There are little thing that I did in the UI that may serve useful to 'newbies' out there like changing the color of the textbox in focus, moving to the next control when hitting the Enter key and moving to the previous control when hitting the Up key, etc... 

This also have an Exception Logger where any exceptions can be logged in the Event Log and in a text file.

So check this out! Any comments/criticisms/feedbacks will be highly appreciated. :-)

BTW, just place the two MS Access database in your C:\Drive...

----------


## r_amin

> This small app is a demo of N-Tier using C#. I haven't got a chance yet to do a full-pledge app in C# hence I played with this as a preparation for any impending projects I would tackle using C#.
> 
> The base class in DAL uses Factory Class to create a connection object base on the type of derived class, whether it is MS Access or SQL Server; reusabilty is what I have in mind when I decided to go on this design. The DAL also have support for transaction which can be triggered by method SetTransaction, CommitTransaction and RollbackTransaction. I have added in DAL the most common functions ..........................



Is it C Programming? I need Visual Basic.

----------


## Kasracer

> Is it C Programming? I need Visual Basic.

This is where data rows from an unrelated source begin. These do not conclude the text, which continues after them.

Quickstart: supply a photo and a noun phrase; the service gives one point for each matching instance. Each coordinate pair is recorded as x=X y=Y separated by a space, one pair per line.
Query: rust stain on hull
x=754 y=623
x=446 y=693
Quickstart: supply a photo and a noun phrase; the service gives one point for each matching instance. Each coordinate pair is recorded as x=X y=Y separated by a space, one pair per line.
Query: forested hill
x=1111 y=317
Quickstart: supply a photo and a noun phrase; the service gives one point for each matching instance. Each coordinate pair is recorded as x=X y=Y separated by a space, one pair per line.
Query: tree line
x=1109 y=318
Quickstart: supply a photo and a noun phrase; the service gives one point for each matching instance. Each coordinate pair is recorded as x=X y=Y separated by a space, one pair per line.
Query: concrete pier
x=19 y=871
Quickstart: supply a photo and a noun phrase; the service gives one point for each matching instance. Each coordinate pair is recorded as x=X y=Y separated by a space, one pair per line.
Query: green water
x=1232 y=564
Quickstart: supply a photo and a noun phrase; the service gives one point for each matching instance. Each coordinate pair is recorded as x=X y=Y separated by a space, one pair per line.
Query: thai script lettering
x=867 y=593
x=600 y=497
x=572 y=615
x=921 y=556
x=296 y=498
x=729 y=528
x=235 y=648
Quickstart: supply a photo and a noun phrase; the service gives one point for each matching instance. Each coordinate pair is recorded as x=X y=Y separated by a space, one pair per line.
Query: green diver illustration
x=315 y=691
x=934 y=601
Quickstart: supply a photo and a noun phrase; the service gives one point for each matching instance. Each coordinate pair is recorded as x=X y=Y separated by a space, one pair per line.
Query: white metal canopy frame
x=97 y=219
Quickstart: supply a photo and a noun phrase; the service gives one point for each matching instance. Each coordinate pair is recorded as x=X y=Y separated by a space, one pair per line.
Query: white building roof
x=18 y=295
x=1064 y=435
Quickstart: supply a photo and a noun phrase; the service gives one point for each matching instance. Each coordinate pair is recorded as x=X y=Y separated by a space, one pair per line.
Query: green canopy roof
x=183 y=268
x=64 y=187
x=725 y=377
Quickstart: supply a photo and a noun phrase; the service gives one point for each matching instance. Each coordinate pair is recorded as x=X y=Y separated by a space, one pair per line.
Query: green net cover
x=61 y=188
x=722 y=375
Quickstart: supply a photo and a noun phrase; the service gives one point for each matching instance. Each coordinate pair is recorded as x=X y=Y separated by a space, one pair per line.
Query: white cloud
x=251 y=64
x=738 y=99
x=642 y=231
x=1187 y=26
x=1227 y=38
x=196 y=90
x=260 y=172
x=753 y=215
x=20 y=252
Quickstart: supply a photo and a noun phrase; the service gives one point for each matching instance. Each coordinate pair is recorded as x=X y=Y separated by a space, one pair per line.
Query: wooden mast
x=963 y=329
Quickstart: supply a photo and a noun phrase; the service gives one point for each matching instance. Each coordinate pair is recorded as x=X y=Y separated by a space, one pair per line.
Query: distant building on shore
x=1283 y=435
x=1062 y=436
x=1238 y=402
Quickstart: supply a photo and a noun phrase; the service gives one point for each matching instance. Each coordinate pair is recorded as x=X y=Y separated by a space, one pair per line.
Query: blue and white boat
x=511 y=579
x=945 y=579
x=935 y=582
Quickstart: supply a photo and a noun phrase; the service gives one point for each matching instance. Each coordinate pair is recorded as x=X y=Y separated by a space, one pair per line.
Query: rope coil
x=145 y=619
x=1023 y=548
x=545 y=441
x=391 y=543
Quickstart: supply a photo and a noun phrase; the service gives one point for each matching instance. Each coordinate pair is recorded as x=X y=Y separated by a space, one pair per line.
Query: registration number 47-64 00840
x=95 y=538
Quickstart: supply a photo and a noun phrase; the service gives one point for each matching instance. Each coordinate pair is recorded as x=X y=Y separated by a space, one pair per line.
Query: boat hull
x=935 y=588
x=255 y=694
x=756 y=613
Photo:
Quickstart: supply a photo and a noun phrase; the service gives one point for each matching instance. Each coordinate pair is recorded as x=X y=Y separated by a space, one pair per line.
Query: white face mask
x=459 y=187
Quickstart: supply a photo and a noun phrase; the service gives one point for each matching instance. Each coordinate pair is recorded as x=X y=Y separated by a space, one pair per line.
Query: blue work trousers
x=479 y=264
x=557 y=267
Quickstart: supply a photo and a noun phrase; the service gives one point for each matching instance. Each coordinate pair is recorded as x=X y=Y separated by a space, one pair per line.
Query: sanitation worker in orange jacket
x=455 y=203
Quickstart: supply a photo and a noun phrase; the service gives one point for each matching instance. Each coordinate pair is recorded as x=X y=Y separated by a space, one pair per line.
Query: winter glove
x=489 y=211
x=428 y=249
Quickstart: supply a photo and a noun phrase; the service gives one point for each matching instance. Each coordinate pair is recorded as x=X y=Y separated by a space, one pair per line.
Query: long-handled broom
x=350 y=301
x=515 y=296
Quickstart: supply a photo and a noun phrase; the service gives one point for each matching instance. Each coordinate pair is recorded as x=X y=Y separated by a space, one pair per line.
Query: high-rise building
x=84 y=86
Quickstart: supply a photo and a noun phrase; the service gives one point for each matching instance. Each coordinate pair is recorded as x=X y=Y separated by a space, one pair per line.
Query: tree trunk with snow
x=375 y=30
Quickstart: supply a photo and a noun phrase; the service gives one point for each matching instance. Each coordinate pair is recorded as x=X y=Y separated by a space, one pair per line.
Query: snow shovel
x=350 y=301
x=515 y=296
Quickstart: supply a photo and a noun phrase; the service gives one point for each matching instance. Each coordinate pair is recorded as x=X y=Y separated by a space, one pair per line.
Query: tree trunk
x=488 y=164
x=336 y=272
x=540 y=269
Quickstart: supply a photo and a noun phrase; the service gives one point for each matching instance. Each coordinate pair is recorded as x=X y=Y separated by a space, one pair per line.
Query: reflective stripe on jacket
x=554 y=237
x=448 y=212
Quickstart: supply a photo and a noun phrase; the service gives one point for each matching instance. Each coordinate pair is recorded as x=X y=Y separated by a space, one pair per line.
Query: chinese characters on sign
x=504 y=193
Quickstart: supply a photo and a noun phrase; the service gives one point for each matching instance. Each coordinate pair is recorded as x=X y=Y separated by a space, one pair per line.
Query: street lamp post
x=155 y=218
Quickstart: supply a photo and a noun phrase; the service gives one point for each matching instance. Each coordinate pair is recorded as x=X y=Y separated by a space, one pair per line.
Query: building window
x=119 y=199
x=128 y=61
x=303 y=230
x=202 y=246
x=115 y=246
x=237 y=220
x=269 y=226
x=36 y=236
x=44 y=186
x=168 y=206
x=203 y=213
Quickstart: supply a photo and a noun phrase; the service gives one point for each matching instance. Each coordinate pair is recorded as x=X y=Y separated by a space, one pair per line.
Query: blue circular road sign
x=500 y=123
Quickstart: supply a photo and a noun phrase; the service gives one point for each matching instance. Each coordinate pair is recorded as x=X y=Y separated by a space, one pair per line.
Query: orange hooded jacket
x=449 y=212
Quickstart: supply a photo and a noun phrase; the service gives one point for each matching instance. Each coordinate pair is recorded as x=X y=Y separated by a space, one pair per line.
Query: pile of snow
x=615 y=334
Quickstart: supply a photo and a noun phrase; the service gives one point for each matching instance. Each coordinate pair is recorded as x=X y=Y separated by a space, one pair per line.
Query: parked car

Since it's in the C# Codebank, the code would be in C# (it's also in his title).

You could always make a DLL with the C# code, compile it and then reference that in your VB application

----------


## dee-u

I made the ff. utility to create .cs files out of your Access database just how I did it in the program I cited above... I hope one way or another this my serve useful...  :Smilie:

----------


## dee-u

Newer version with improved architecture though it's not yet complete as I am still refining my pattern based on some feedbacks from friends out there...  _Kamusta mga kabayan!_

----------


## MrMM

Hi there,

Are you progressing on the N-tier thingy  :Wink:  ? I'm curious about that.

Greets

----------


## CodeMaker

Hi 
 Nice to know about your work. I need some connection help from you regarding your code. You have used MS Access. I would like to connect Oracle DataBase. In DataAccessType Class i can see SQL and MS Access. I would like to add Oracle here. I tried following Code


VB Code:
public class OracleServerDatabase : DataAccess.Methods
                    {
                     public OracleServerDatabase(string connectionString)
                          : base("Oracle Server", connectionString)
                     }

But i really do not know where i can set it ...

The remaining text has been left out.